El futuro no existe y por eso es irrepresentable, sólo se lo puede imaginar. Cuando el contexto se llena de guerras, totalitarismos y medios de comunicación influyentes, la imaginación futurista se tiñe de distopía. Acá, algunos flashforwards escritos durante la primera mitad del siglo XX que valen la pena. Literalmente.
El Gran Hermano, ojos omnipresentes que todo lo ven, no salió de un reality, lo ideó Orwell en 1949.
“En un mundo en que todos trabajaran pocas horas, tuvieran bastante que comer, vivieran en casas cómodas e higiénicas, con cuarto de baño, calefacción y refrigeración, y poseyera cada uno un auto o quizás un aeroplano, habría desaparecido la forma más obvia e hiriente de desigualdad. Si la riqueza llegaba a generalizarse, no serviría para distinguir a nadie. Sin duda, era posible imaginarse una sociedad en que la riqueza no, en el sentido de posesiones y lujos personales, fuera equitativamente distribuida mientras que el poder siguiera en manos de una minoría, de una pequeña casta privilegiada. Pero, en la práctica, semejante sociedad no podría conservarse estable, porque si todos disfrutasen por igual del lujo y del ocio, la gran masa de seres humanos, a quienes la pobreza suele imbecilizar, aprenderían muchas cosas y empezarían a pensar por si mismos; y si empezaran a reflexionar, se darían cuenta más pronto o más tarde que la minoría privilegiada no tenía derecho alguno a imponerse a los demás y acabarían barriéndoles. A la larga, una sociedad jerárquica sólo sería posible basándose en la pobreza y en la ignorancia”.
Un Mundo Feliz de Aldoux Huxley (1932)
Aunque todos parecen felices, sanos y pacíficos, los logros vinieron con la supresión de la diversidad, los sentimientos, el arte y lo simbólico: lo veramente humano.
“- La población óptima está sobre un modelo de Iceberg: ocho de nueve partes debajo de la línea de flotación, y una de nueve partes por encima.
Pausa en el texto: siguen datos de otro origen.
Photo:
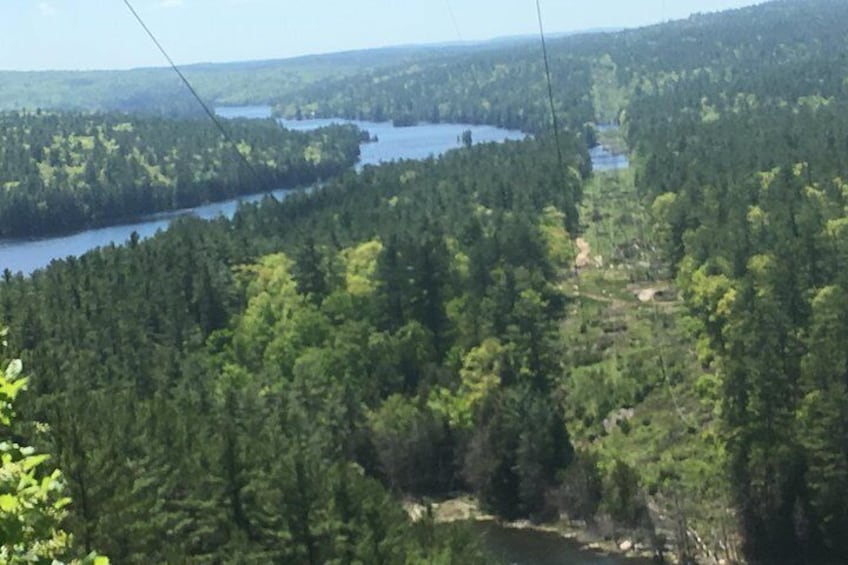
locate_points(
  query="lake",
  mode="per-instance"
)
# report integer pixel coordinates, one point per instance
(416, 142)
(513, 546)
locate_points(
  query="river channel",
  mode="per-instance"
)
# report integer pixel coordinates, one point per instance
(416, 142)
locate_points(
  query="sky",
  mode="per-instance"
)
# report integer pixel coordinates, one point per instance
(102, 34)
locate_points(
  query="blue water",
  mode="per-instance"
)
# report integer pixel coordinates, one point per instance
(511, 546)
(416, 142)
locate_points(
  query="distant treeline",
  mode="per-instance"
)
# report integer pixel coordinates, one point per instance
(64, 171)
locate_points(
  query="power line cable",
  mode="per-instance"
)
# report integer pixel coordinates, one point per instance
(550, 83)
(575, 248)
(197, 97)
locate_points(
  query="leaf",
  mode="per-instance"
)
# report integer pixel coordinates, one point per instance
(13, 371)
(8, 503)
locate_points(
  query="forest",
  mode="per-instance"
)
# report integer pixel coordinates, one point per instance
(62, 171)
(273, 387)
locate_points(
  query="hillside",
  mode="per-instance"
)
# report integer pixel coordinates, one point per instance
(655, 355)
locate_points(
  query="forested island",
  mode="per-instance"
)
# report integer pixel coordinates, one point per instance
(61, 171)
(655, 354)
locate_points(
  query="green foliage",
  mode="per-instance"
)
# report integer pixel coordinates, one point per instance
(32, 505)
(64, 171)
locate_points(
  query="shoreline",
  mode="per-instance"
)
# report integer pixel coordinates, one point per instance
(466, 509)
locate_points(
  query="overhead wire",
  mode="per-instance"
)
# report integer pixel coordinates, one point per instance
(227, 137)
(575, 248)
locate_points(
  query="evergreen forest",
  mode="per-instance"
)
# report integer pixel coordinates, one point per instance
(653, 356)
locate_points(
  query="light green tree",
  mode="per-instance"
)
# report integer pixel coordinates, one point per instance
(32, 504)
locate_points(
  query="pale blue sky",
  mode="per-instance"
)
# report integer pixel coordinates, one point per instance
(98, 34)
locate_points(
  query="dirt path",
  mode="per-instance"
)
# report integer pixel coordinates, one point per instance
(584, 253)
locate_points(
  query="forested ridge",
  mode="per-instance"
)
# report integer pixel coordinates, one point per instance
(207, 399)
(268, 388)
(64, 171)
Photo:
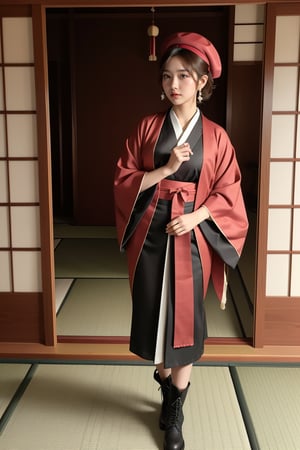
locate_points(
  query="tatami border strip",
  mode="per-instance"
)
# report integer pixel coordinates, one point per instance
(244, 409)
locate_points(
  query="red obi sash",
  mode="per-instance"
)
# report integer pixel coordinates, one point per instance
(180, 193)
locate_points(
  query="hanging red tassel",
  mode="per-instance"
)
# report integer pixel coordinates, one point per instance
(153, 32)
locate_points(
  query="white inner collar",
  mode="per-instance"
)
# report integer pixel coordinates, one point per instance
(181, 134)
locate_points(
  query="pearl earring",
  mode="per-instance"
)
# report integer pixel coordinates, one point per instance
(199, 97)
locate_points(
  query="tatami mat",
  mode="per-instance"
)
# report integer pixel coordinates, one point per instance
(96, 307)
(78, 258)
(73, 407)
(62, 286)
(272, 397)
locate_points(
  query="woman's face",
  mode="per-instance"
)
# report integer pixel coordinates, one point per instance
(179, 84)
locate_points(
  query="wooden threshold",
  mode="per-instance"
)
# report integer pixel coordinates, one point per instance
(116, 352)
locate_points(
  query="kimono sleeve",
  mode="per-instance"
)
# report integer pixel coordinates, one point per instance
(130, 204)
(227, 230)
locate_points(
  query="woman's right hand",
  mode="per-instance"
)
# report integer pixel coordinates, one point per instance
(179, 155)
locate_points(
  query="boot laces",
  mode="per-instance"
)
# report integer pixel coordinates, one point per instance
(174, 413)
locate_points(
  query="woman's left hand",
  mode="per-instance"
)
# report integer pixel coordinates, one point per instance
(185, 223)
(181, 224)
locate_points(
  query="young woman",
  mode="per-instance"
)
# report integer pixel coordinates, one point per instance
(181, 218)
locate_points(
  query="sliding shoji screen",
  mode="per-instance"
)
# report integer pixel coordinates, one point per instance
(283, 246)
(26, 260)
(19, 197)
(248, 32)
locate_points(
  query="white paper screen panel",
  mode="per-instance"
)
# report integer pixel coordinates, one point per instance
(1, 91)
(279, 229)
(23, 181)
(20, 255)
(282, 136)
(287, 42)
(280, 189)
(2, 137)
(4, 227)
(296, 231)
(18, 40)
(297, 185)
(295, 281)
(285, 88)
(249, 13)
(5, 279)
(22, 134)
(27, 271)
(3, 182)
(25, 226)
(20, 88)
(277, 280)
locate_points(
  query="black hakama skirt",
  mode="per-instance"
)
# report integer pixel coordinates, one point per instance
(147, 295)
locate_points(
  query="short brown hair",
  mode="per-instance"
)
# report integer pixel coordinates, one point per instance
(194, 63)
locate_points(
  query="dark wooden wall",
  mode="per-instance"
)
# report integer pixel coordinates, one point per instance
(99, 69)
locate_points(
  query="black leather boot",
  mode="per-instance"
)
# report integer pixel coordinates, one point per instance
(165, 388)
(173, 435)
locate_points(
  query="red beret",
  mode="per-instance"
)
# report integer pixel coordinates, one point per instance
(197, 44)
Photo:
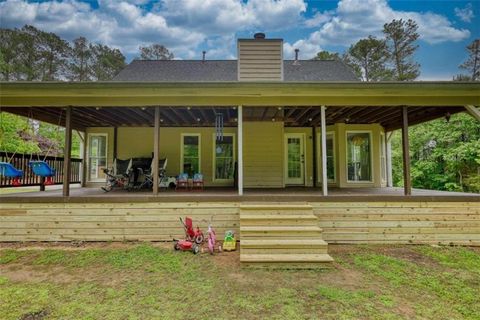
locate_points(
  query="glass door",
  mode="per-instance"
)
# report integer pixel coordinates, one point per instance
(97, 156)
(295, 159)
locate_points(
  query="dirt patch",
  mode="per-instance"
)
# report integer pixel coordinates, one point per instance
(38, 315)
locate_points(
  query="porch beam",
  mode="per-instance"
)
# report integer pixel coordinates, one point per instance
(240, 150)
(314, 155)
(474, 111)
(407, 183)
(324, 150)
(156, 150)
(67, 151)
(388, 156)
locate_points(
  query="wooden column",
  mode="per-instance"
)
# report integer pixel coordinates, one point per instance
(407, 183)
(156, 150)
(324, 151)
(84, 159)
(115, 142)
(314, 155)
(388, 157)
(67, 152)
(240, 150)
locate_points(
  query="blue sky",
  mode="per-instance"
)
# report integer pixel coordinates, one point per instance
(189, 26)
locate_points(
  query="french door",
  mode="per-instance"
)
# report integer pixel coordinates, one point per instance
(294, 159)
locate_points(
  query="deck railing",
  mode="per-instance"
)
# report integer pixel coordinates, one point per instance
(20, 161)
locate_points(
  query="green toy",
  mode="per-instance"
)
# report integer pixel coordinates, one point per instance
(229, 243)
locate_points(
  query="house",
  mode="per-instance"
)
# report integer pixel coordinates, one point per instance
(271, 138)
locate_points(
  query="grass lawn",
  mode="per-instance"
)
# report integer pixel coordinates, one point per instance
(150, 281)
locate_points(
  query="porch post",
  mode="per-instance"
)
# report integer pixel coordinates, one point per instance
(324, 151)
(314, 155)
(407, 183)
(67, 152)
(240, 150)
(156, 150)
(388, 155)
(83, 151)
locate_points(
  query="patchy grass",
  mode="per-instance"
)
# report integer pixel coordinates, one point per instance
(143, 281)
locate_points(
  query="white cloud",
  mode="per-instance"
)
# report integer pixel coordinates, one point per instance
(356, 19)
(181, 25)
(466, 14)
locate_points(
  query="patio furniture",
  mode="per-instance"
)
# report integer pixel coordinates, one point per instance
(197, 182)
(182, 182)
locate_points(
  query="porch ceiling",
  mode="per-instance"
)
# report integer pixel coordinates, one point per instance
(296, 103)
(208, 94)
(390, 118)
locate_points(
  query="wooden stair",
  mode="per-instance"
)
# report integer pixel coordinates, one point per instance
(280, 235)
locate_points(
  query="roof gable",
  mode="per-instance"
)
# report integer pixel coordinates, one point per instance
(226, 70)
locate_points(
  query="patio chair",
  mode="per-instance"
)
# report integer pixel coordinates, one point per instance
(197, 182)
(118, 176)
(182, 182)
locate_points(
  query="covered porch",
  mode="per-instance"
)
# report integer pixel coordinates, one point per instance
(156, 119)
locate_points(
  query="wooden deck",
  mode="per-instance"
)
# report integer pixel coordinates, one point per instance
(78, 194)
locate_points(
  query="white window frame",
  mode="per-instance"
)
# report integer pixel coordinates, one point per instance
(214, 172)
(319, 156)
(199, 150)
(102, 134)
(383, 159)
(370, 135)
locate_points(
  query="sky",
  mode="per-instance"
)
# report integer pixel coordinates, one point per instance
(187, 27)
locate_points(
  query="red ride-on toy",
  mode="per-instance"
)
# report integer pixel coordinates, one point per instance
(186, 245)
(191, 234)
(194, 237)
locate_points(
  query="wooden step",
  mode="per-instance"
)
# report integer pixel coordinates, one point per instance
(284, 246)
(285, 258)
(276, 206)
(284, 243)
(278, 219)
(279, 231)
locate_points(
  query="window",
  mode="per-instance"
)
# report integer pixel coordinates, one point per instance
(97, 156)
(224, 158)
(190, 159)
(359, 156)
(330, 144)
(383, 162)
- ¿Y ellos son felices debajo de la línea de flotación, en detrimento de este horrible trabajo?
- Ellos no lo encuentran como tal. Al contrario, les gusta. Es ligero, y es de una simplicidad infantil. Sin esfuerzo excesivo ni de espíritu ni muscular. Siete horas y media de un trabajo ligero, nada cansador, y enseguida la ración de soma, deportes, copulación sin restricción, y el Cine Sentido. ¿Qué más podrían ellos pedir?”
(…)
- Pero yo no quiero la comodidad. Yo quiero a Dios, quiero la poesía, quiero el verdadero riesgo, quiero la libertad, quiero la bondad. Quiero el pecado.”
Farenheit 451 de Ray Bradbury (1953)
Fahrenheit 451 equivale a decir Grados Celsius 233, y esa es la temperatura a la que los libros prohibidos son encendidos y arden.
“Era un placer quemar. Era un placer especial ver cosas devoradas, ver cosas ennegrecidas y cambiadas. Empuñando la embocadura de bronce, esgrimiendo la gran pitón que escupía un kerosene venenoso sobre el mundo, sintió que la sangre le golpeaba las sienes, y que las manos, como las de un sorprendente director que ejecuta las sinfonías del fuego y los incendios, revelaban los harapos y las ruinas carbonizadas de la historia. Con el simbólico casco numerado -451- sobre la estólida cabeza, y los ojos encendidos en una sola llamarada anaranjada ante el pensamiento de lo que vendría después, abrió la llave, y la casa dio un salto envuelta en un fuego devorador que incendió el cielo del atardecer, y lo enrojeció, y doró, y ennegreció. Avanzó rodeado por una nube de luciérnagas (…), mientras los libros, que aleteaban como palomas, morían en el porche y el jardín de la casa. Mientras los libros se elevaban en chispeantes torbellinos y se dispersaban en un viento oscurecido por la quemazón. Montag sonrió con la forzada sonrisa de todos los hombres chamuscados y desafiados por las llamas“.